The idea behind the PBP system is that players can gather activity points (called PBPs here, but they are nothing else than good ol' PAL points), and later trade these points for ships. This system is similar, but not identical, to the system implemented in HOST.
When this system is used, players must decide which ships are important to them, and mark these as priority builds. This is done by giving the associated starbase a PBn friendly code. Each player can designate up to 9 priority builds this way (because there are nine PBn fcodes. If you use one code twice, only one of them is accepted, so don't do that). PB1 is most important, PB2 second-most, etc. Unlike in the other build queue modes, you must keep the PBn codes on your bases until your ship was built.
When there is a free ship slot to fill, the player with the most PBPs can perform his most important build order. If he has no priority build (or all his priority builds were already performed), or his PBPs do not suffice to do the build (see below), tough luck: then, the player with second-most PBPs is allowed to fill that slot. And so on. When no priority build can be performed, ships are built in FIFO order -- oldest build order first.
Building ships costs PBPs, the heavier the ship, the more PBPs it costs. The PBPCostPer100KT option defines how many PBPs you need to build a 100 kt ship. There is a minimum cost, however: PBPMinimumCost. If the build order was a clone order, it costs even more PBPs; the PBPCloneCostRate can be used to scale this up.

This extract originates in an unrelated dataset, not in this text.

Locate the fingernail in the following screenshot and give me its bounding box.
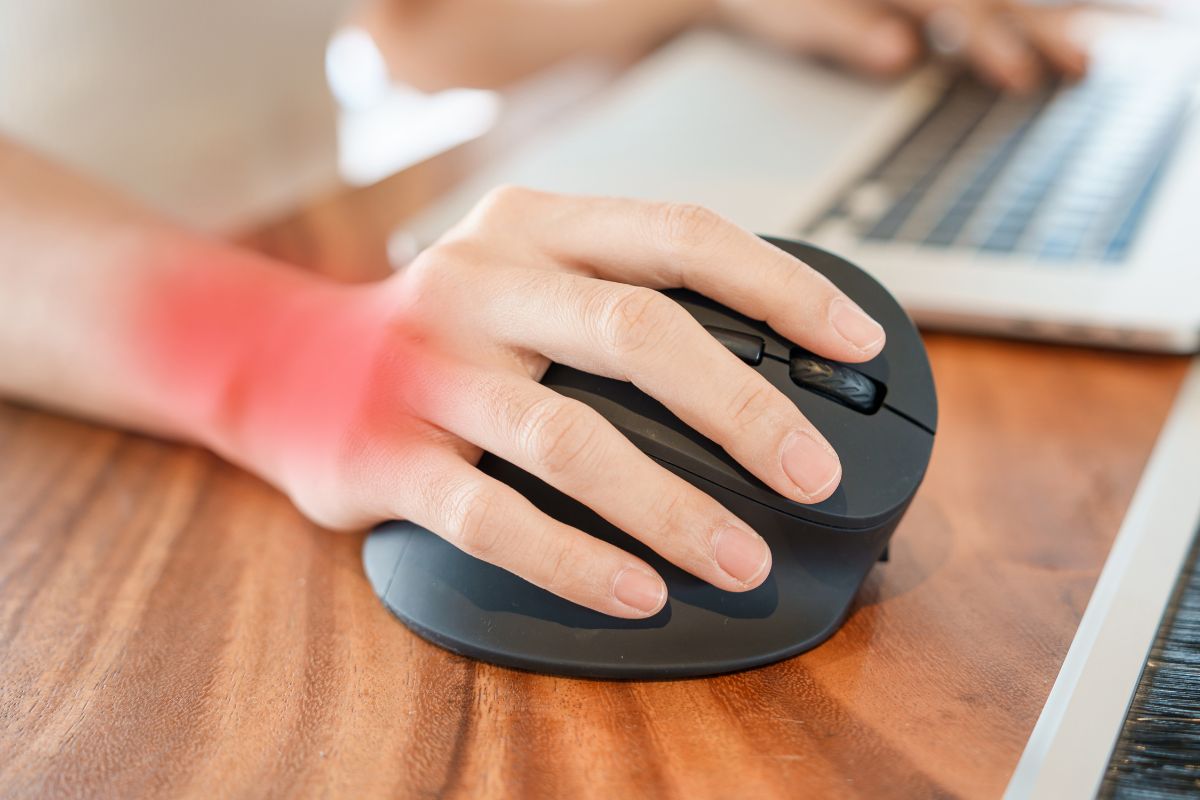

For example, let's assume you want to build a 150 kt ship, and the configuration uses the default values:
PBPCostPer100KT = 200 PBPMinimumCost = 400 PBPCloneCostRate = 200
According to PBPCostPer100KT, the cost would be 150*200% = 300 points. Since the minimum cost is 400, you'd have to pay 400 points for building that ship. If that build order were a clone order, it would cost even twice as much.
Note that PHost doesn't force you to do a priority build. If you have most PBPs in your game, but do not use a PBn friendly code, you keep accumulating points (for a really huge battleship, maybe). In contrast, HOST forces you to do a priority build in this case.